WSJ has an article about how Beijing plans to pacify Xinjiang. It turns out the plan is to just dump some money somewhere, and also build a train to Pakistan:
By building roads and railways from its Muslim northwest to Pakistan and Central Asia it hoped to increase trade and spur development that would help quiet the region’s 8.3 million ethnic Uighurs. Two years on, fresh bloodshed has claimed 39 lives in the last month, and exposed the flaws in China’s growth-focused master plan for the region and other big minority areas.
Cross-border trade, new infrastructure, and an influx of money and people are indeed transforming cities like the desert outposts of Hotan and Kashgar. Yet the benefits are bypassing many Uighurs—especially the large numbers who do not speak Chinese—feeding animosity toward Beijing and the growing numbers of migrants from China’s Han ethnic majority, who already account for 40% of Xinjiang’s population.

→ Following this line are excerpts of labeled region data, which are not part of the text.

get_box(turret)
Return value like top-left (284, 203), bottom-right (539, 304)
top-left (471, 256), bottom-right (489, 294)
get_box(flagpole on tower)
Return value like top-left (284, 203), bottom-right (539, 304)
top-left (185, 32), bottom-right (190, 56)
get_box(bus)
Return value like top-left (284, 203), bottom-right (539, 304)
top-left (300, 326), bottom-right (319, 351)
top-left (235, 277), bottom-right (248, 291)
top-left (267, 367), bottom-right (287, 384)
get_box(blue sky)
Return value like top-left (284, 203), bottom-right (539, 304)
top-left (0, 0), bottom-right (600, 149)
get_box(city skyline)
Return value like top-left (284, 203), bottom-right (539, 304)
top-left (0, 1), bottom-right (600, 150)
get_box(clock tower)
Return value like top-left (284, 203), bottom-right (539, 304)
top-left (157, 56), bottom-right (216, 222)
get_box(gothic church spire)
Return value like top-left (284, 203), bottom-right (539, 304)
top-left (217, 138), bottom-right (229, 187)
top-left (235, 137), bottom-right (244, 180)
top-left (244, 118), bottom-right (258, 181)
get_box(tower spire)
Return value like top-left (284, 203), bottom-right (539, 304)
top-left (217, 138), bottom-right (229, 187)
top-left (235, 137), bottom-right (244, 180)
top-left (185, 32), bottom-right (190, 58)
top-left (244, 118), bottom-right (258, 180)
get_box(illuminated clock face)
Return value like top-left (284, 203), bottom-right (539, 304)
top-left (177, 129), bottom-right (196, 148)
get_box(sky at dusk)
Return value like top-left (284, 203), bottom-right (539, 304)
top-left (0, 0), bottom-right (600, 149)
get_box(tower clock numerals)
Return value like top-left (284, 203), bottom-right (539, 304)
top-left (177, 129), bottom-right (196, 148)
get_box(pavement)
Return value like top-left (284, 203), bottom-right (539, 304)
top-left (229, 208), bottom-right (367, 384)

China has tried to paint the recent unrest as rooted in Islamist extremism rather than in anti-Han sentiment, thought there is scant public evidence backing its claim it was caused by an organized Jihadist independence movement, some of whose leaders were trained in Pakistan.
The central government plans to invest 2 trillion yuan ($300 billion) on infrastructure in Xinjiang between 2010 and 2015, including six airports, 8,400 kilometers (about 5,200 miles) of railways and 7,155 kilometers of highways. One key element was completed last month when a 488-kilometer rail link was opened between Kashgar and Hotan, where 18 people were killed in mid-July when a crowd of Uighurs stormed a local police station.
To help fund the transformation, Beijing ordered several richer southern and eastern provinces and cities to invest in Xinjiang, and paired Kashgar with the southern megacity of Shenzhen, a former fishing village opposite Hong Kong that became China’s first SEZ in 1980.
One of the next big steps in China’s master plan is construction of a railway from Kashgar to Pakistan, which will eventually stretch to all the way to the Arabian Sea Port of Gwadar.
Construction could start next year, according to one senior local Communist Party official.
The aim is to create a new land route for China’s oil imports from the Middle East, and for exports of Chinese consumer goods to Central and South Asia.
But the plan also presents China with a dilemma given the strict checks most Uighurs have to undergo before getting a passport, some experts say.
Allowing Uighurs to move more freely over the border could facilitate access to extremist mosques, madressahs and training camps. Denying them a share in the border trade, however, will only fuel further resentment.